Compress the result. OCR adds a text layer but doesn’t remove the image data. Your searchable PDF will be approximately the same size as the original. Compress PDF can reduce it significantly.

OCR for Accessibility

Converting scanned PDFs to searchable format isn’t just about convenience — it’s an accessibility requirement. Screen readers used by blind and visually-impaired users cannot process image-only PDFs. After OCR:

  • Screen readers can read the document aloud
  • Keyboard navigation through text works
  • Text-to-braille translation is possible
  • Automated accessibility tools can audit the content

For fully accessible PDFs, OCR is the first step. Tagging the document structure (marking headings, lists, and tables) is the second. PDF/A-1a adds that structural layer.

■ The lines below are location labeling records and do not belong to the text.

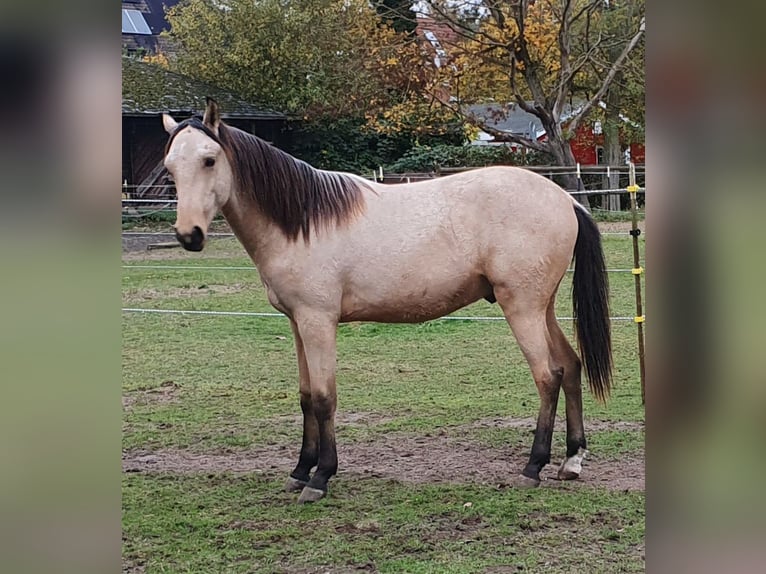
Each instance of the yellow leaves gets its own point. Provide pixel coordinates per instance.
(159, 59)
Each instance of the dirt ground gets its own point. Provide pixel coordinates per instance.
(407, 459)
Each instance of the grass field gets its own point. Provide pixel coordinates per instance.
(434, 421)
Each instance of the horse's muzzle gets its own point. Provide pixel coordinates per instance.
(193, 241)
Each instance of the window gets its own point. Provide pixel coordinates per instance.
(133, 23)
(599, 155)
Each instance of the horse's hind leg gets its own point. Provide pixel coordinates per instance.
(566, 357)
(310, 446)
(527, 320)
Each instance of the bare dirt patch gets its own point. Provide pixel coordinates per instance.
(433, 459)
(560, 425)
(163, 394)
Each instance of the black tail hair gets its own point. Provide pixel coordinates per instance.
(590, 298)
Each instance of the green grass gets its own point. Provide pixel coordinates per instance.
(227, 384)
(243, 524)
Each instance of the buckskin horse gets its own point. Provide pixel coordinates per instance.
(332, 247)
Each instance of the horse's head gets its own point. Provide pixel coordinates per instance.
(197, 163)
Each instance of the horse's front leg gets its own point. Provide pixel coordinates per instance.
(310, 445)
(318, 337)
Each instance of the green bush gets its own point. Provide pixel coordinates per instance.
(348, 145)
(433, 158)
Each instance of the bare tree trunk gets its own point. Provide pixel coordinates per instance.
(612, 146)
(562, 155)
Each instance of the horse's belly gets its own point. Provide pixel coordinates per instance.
(407, 304)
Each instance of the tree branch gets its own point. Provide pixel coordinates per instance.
(609, 77)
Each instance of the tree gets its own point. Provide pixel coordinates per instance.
(399, 13)
(540, 55)
(306, 58)
(337, 65)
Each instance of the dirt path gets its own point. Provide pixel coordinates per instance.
(405, 459)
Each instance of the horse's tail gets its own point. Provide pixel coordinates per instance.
(590, 298)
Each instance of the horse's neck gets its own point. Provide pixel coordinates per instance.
(259, 236)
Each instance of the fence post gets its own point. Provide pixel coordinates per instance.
(637, 272)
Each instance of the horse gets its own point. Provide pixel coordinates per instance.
(332, 247)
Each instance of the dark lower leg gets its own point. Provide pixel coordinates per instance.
(324, 412)
(310, 446)
(541, 446)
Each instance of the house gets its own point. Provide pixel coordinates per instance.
(148, 91)
(587, 144)
(142, 23)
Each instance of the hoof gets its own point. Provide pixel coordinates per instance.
(571, 468)
(294, 485)
(309, 494)
(526, 482)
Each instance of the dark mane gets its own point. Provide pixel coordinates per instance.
(289, 191)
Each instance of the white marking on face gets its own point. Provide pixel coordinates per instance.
(202, 179)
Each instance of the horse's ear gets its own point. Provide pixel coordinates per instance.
(212, 116)
(169, 123)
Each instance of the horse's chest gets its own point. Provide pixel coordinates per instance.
(274, 299)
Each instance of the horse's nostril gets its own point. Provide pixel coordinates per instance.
(193, 241)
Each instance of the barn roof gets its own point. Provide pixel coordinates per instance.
(149, 89)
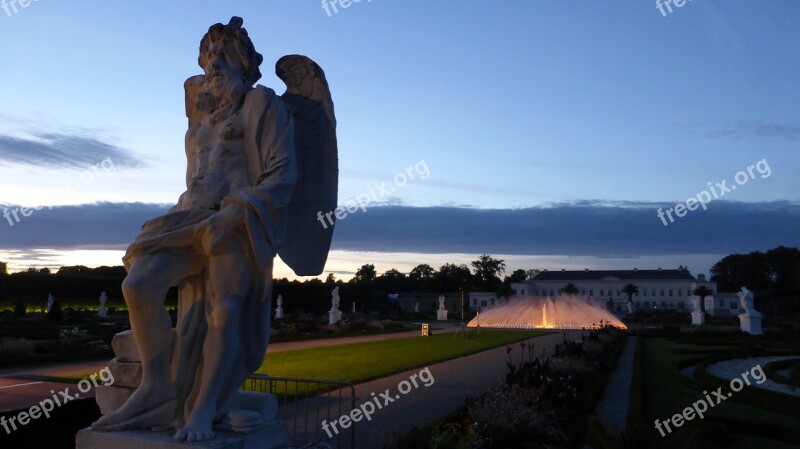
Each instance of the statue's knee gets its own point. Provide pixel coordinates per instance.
(134, 289)
(226, 312)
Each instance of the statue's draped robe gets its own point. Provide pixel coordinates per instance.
(272, 168)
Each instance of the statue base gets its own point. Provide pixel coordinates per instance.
(273, 435)
(751, 323)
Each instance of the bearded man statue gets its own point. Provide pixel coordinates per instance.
(259, 168)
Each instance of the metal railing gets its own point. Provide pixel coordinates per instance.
(305, 403)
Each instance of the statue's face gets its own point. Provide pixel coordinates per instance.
(221, 63)
(224, 77)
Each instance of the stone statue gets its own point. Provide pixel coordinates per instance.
(279, 312)
(750, 319)
(102, 312)
(746, 299)
(441, 314)
(334, 315)
(259, 168)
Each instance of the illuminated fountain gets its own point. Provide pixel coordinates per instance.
(529, 312)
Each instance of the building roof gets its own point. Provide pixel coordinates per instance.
(625, 275)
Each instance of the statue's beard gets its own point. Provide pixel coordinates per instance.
(220, 100)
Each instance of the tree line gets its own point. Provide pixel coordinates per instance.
(777, 268)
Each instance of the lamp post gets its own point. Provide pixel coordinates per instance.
(462, 304)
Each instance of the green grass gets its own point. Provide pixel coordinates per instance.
(360, 362)
(666, 392)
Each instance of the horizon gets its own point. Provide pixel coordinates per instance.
(667, 138)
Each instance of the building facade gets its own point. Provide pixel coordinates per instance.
(659, 290)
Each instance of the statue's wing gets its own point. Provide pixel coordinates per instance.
(310, 218)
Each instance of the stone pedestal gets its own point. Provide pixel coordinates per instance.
(751, 323)
(698, 318)
(126, 369)
(273, 435)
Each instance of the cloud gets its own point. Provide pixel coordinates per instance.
(586, 228)
(63, 150)
(757, 128)
(104, 224)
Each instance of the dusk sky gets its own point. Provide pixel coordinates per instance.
(546, 133)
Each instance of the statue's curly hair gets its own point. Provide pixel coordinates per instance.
(234, 33)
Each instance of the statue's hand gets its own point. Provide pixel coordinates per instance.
(217, 233)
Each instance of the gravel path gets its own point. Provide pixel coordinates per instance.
(613, 406)
(453, 381)
(735, 369)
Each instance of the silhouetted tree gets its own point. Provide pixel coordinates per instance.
(20, 310)
(488, 271)
(451, 277)
(421, 275)
(533, 272)
(518, 276)
(365, 274)
(702, 292)
(56, 315)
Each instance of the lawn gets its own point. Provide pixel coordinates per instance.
(361, 362)
(665, 392)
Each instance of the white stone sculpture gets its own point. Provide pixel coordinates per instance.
(334, 315)
(260, 166)
(750, 320)
(279, 314)
(441, 314)
(698, 316)
(102, 311)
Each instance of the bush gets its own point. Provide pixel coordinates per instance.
(20, 310)
(55, 315)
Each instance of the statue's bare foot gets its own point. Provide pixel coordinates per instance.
(198, 427)
(150, 405)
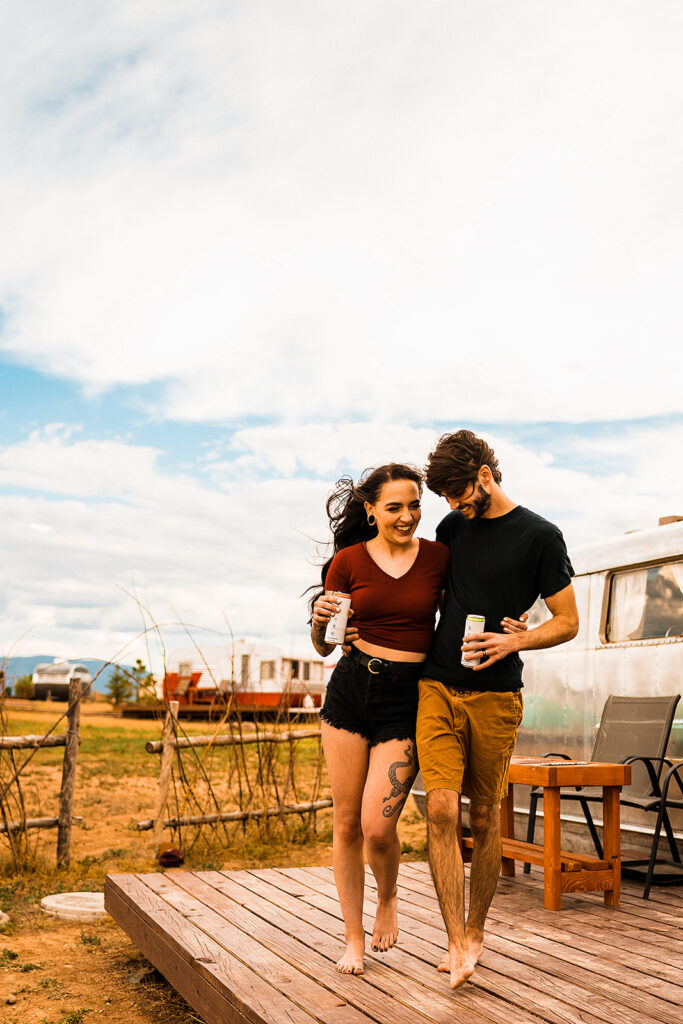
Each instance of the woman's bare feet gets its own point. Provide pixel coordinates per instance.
(385, 932)
(351, 962)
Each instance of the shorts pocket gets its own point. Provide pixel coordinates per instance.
(518, 707)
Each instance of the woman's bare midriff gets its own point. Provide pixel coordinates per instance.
(388, 653)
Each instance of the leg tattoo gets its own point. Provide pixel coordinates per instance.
(398, 788)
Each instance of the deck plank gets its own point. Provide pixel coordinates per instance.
(260, 947)
(569, 955)
(400, 961)
(584, 1005)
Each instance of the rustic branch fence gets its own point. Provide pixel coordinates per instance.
(11, 796)
(171, 745)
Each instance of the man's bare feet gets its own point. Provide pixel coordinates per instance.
(385, 932)
(459, 964)
(351, 962)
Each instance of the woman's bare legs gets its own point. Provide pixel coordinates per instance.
(346, 755)
(392, 769)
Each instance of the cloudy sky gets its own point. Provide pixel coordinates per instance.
(246, 248)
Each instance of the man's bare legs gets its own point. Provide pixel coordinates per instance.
(465, 940)
(486, 852)
(346, 755)
(392, 769)
(445, 861)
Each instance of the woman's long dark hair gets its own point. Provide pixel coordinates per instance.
(346, 509)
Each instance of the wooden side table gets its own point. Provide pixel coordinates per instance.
(565, 871)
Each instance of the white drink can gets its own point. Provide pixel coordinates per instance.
(337, 626)
(473, 624)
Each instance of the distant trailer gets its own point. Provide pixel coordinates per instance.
(51, 681)
(251, 677)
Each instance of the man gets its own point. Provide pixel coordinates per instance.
(503, 556)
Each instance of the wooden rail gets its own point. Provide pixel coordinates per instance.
(268, 812)
(182, 742)
(30, 742)
(32, 823)
(170, 742)
(70, 741)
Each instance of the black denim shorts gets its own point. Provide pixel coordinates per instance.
(379, 701)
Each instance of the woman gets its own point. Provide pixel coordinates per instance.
(369, 716)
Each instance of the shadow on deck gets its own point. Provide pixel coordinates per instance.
(260, 946)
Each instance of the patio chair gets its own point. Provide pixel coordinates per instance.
(633, 730)
(665, 803)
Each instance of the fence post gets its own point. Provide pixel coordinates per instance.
(168, 735)
(69, 774)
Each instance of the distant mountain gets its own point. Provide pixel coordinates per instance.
(17, 667)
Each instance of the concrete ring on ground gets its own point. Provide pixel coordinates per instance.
(75, 906)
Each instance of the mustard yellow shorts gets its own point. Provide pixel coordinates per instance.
(465, 739)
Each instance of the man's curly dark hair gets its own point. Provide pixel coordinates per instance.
(455, 463)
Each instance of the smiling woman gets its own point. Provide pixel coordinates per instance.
(369, 717)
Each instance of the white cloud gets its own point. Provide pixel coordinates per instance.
(243, 545)
(388, 211)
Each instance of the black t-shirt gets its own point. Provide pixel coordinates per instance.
(498, 568)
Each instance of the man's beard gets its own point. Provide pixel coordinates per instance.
(480, 502)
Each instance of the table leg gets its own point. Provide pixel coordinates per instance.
(508, 828)
(551, 844)
(611, 840)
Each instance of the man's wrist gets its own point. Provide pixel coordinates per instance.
(519, 640)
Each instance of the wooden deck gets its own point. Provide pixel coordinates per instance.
(260, 946)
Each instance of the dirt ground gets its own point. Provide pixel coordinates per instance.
(61, 973)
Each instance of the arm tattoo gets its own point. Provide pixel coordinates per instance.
(399, 788)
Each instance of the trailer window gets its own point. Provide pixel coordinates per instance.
(646, 603)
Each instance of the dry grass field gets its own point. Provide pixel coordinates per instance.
(60, 973)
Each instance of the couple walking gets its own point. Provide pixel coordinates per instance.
(401, 688)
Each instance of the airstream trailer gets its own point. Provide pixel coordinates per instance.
(51, 680)
(630, 642)
(257, 677)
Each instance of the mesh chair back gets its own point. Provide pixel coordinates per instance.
(635, 727)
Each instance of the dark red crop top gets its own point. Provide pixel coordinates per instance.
(396, 613)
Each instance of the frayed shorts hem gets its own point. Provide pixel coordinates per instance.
(337, 722)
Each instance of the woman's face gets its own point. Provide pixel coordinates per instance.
(397, 511)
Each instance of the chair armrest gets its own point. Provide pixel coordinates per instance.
(673, 773)
(649, 765)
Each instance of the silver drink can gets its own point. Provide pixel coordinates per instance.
(473, 624)
(337, 626)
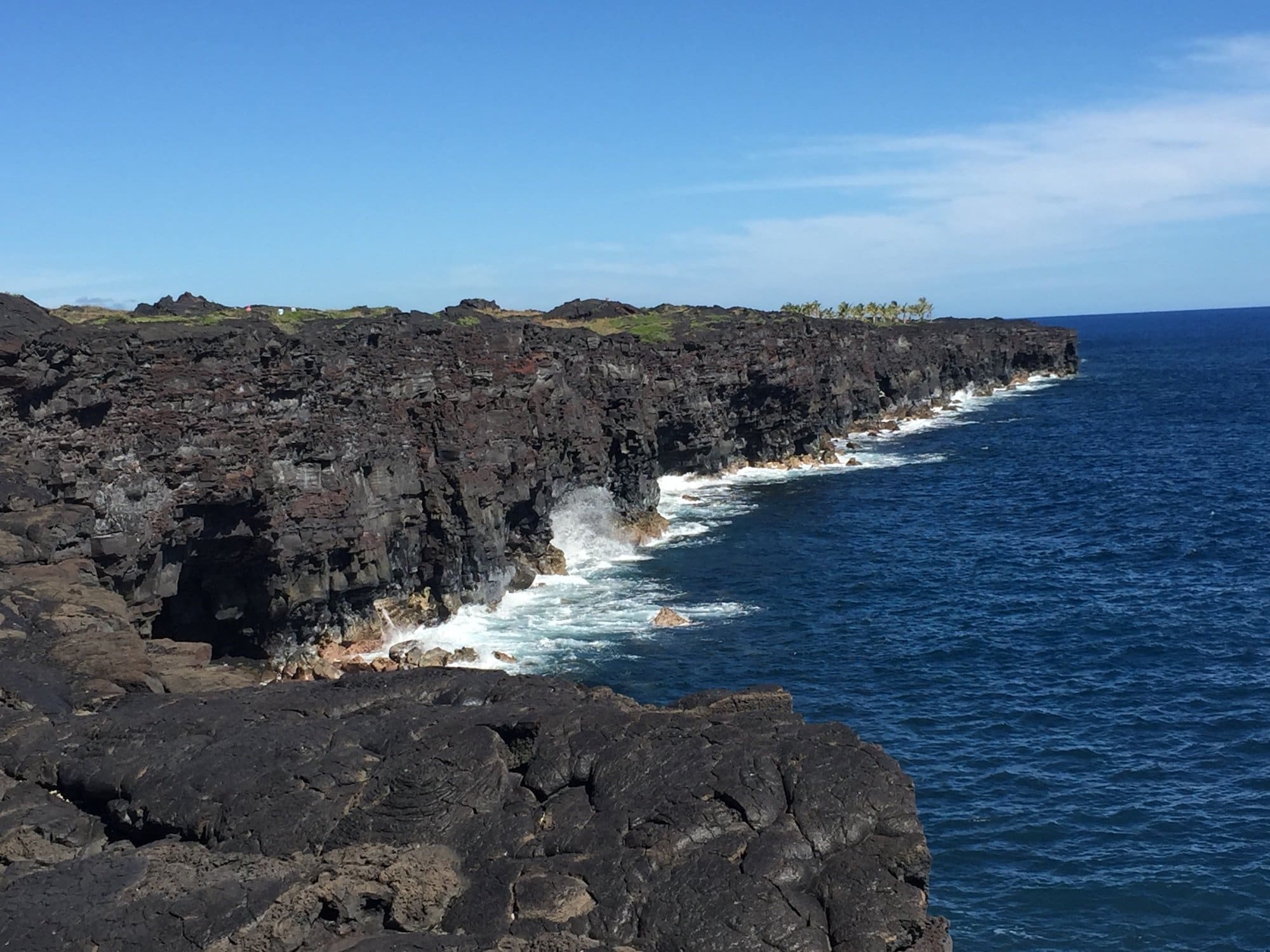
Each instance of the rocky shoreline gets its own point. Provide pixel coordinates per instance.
(175, 496)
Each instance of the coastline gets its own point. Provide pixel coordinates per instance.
(537, 628)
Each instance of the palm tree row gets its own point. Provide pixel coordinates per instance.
(873, 312)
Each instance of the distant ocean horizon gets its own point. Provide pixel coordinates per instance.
(1052, 607)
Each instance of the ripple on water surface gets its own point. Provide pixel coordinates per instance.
(1053, 609)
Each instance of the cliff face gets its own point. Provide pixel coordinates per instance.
(236, 483)
(218, 487)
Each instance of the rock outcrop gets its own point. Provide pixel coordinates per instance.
(454, 810)
(171, 494)
(239, 486)
(186, 307)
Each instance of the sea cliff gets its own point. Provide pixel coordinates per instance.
(171, 493)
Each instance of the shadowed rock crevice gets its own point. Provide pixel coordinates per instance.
(431, 459)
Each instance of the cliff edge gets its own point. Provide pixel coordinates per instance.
(173, 493)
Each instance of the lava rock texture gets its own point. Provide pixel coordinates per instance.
(237, 484)
(454, 810)
(175, 492)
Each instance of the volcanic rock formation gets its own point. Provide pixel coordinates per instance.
(236, 483)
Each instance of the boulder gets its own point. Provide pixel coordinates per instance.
(670, 619)
(186, 307)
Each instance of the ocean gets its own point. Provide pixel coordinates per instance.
(1051, 606)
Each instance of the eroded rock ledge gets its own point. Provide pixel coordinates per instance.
(454, 810)
(170, 493)
(237, 484)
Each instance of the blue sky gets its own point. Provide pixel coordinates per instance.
(998, 158)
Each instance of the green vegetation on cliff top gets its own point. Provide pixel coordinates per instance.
(660, 324)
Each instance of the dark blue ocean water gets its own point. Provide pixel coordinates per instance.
(1060, 626)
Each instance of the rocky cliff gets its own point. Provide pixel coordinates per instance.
(173, 492)
(236, 483)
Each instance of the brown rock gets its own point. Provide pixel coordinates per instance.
(670, 619)
(646, 527)
(324, 670)
(553, 563)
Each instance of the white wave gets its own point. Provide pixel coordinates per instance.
(605, 602)
(585, 527)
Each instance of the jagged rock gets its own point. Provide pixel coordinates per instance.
(670, 619)
(552, 563)
(385, 458)
(646, 527)
(186, 307)
(417, 654)
(465, 808)
(248, 489)
(589, 310)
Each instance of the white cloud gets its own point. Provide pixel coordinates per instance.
(1000, 199)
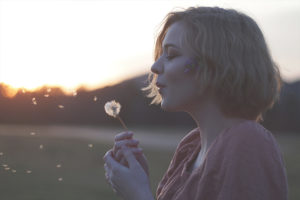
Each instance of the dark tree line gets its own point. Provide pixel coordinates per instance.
(82, 109)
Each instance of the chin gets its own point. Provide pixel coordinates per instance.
(167, 107)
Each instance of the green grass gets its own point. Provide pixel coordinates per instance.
(82, 168)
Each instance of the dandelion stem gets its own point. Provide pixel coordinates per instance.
(123, 124)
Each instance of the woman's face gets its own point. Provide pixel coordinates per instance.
(175, 80)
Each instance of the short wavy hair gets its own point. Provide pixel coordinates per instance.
(235, 61)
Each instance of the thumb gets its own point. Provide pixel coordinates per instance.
(132, 162)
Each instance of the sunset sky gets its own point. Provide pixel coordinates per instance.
(97, 43)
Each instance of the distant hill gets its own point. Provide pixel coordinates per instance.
(83, 109)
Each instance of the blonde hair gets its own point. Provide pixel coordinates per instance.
(235, 61)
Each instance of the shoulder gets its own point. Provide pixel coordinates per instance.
(190, 140)
(185, 146)
(250, 139)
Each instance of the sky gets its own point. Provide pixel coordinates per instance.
(95, 43)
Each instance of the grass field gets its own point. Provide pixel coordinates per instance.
(29, 172)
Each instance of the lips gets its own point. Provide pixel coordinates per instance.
(160, 87)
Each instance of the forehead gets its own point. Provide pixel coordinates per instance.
(174, 35)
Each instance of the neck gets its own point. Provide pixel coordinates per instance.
(211, 122)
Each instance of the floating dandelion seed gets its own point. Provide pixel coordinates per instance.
(32, 133)
(112, 108)
(95, 98)
(34, 101)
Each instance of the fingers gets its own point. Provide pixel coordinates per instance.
(126, 142)
(110, 161)
(119, 155)
(123, 136)
(130, 158)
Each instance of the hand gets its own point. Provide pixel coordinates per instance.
(131, 183)
(126, 139)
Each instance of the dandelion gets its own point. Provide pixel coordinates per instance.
(112, 108)
(95, 98)
(32, 133)
(34, 101)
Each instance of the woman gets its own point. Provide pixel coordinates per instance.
(214, 64)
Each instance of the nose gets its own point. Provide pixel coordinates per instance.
(157, 67)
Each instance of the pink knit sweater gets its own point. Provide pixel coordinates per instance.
(244, 162)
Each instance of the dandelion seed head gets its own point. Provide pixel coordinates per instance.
(112, 108)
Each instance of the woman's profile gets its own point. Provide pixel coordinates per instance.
(213, 64)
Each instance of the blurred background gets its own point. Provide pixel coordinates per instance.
(61, 61)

Our current OCR tool creates a basic searchable PDF; advanced accessibility tagging requires additional post-processing tools.

The Privacy Difference in Browser OCR

Most OCR services work by uploading your document to a cloud service that runs recognition on powerful servers. For confidential documents — legal records, medical files, financial statements — this creates obvious privacy concerns.

Tesseract.js runs the entire OCR pipeline inside your browser tab. Your document pages are rendered to Canvas elements in your browser’s memory, processed by a locally-executed WebAssembly module, and the text is written back into a new PDF — all without a single byte of your document content reaching a server.

This matters particularly for documents you’d hesitate to email to a stranger. Medical records, attorney-client communications, and personal identification documents can all be made searchable without leaving your device.

OCR technology that once required specialized server hardware now fits in a browser tab. That’s what makes genuinely private document processing possible.